21 Ocak 2008

pazar günü savaşlarımız...

oldum olası pazar günlerinden nefret etmişimdir. özellikle de saat 3ten sonra hiç çekilmez.. nedense ertesi günün stresini bir gün önceden hissetmeye başlarım. oysa şurda topu topu 2 gün tatilimiz vardır. bunun da yarım gününü iş günü öncesi bunalımı ile geçiririm. bunun etkisi mi yoksa hep beraber olmanın verdiği dayanılmaz hafifliğin etkisi midir bilmiyorum, ama pazar günlerimiz bizim kavga günlerimiz olmaya başladı. sadece karı koca kavgası da değil, anne cocuk kavgası, baba cocuk kavgası, anne baba cocuk kavgası şeklinde her türlü hal alıyor.

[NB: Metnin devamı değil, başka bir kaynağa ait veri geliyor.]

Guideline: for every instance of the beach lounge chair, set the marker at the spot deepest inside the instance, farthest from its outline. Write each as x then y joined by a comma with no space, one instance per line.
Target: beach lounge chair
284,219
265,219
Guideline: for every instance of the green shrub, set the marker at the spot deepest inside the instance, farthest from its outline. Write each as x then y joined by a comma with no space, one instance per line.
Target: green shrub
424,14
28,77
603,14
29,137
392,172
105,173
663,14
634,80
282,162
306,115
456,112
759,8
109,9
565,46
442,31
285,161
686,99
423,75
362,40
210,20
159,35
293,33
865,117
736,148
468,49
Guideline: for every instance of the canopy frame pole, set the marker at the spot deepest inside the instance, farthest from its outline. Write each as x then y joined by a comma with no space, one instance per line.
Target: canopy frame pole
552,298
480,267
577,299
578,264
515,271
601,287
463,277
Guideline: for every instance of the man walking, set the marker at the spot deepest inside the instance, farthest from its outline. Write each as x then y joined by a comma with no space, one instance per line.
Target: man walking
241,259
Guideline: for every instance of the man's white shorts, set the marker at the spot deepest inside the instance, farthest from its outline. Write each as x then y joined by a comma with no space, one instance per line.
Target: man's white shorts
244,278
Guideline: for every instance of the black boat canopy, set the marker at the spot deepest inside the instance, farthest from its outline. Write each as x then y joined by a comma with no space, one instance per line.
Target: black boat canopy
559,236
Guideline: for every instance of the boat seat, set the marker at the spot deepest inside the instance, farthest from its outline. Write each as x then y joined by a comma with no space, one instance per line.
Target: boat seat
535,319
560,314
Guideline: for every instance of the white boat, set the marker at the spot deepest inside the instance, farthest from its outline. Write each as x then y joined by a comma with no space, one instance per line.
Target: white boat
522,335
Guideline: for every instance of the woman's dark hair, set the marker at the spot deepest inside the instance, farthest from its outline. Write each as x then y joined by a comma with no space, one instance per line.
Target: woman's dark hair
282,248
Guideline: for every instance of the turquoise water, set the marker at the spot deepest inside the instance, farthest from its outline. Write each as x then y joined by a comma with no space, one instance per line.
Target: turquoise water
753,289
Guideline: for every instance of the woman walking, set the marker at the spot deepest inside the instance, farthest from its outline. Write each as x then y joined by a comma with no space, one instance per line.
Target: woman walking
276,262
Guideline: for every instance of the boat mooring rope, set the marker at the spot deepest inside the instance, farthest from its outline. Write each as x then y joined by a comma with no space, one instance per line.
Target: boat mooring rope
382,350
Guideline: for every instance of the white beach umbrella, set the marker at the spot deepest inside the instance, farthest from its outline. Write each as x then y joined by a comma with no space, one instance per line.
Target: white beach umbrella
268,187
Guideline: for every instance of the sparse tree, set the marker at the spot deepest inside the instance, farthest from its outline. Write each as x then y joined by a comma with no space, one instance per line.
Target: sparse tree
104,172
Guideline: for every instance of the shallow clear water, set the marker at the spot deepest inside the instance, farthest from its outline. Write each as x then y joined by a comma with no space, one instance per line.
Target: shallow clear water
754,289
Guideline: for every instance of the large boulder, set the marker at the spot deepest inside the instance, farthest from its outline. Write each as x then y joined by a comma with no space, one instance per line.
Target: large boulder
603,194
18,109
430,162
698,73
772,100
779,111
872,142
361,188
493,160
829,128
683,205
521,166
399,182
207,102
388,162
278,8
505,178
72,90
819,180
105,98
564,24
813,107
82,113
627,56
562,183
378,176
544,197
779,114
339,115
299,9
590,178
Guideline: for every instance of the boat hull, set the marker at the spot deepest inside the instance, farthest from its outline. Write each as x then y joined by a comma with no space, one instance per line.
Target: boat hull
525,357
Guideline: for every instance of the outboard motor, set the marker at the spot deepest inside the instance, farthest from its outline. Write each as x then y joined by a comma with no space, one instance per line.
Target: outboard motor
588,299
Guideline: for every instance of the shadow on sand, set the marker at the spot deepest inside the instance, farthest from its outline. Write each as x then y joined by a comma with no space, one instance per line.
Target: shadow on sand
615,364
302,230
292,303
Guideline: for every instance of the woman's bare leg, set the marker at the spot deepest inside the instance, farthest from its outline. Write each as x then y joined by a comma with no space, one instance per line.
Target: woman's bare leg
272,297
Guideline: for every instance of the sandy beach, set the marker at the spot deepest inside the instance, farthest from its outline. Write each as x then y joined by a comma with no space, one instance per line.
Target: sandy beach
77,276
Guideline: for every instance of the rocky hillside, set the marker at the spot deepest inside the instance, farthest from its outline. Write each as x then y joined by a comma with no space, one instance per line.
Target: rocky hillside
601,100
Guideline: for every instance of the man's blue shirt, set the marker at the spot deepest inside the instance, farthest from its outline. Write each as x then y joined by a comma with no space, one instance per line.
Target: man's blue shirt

sabahtan başlar muhabbetlerimiz.


kocaya deriz ki "ya pazar günü de şöyle taze taze ekmek yiyelim, hadi fırından alıver". başlar söylenmeye " ya onun bir pazarı varmış, o dinlenmek istermiş. ne gerek varmış mış mış ".
bu defa da ben terslenirim " ya bir tek sen mi çalışıyorsun, o zaman sen gel kahvaltıyı hazırla vıdı vıdı".


böylece ilk kavgamızı savarız.


kahvaltı biter. hava güzel ise nereye gideceğiz kavgası başlar. ben isterim ki açık havaya gidelim, çocuk temiz hava alsın. o ise yeni alışveriş mekanlarını gezsin dolaşsın . genelde ben kazanırım ama bu defa da yol için beni yer bitirir. "neden bu yola sokmuşum onu, berbat trafik varmış, bilmediğimiz yerlere niye gidermişiz vıdı vıdı" .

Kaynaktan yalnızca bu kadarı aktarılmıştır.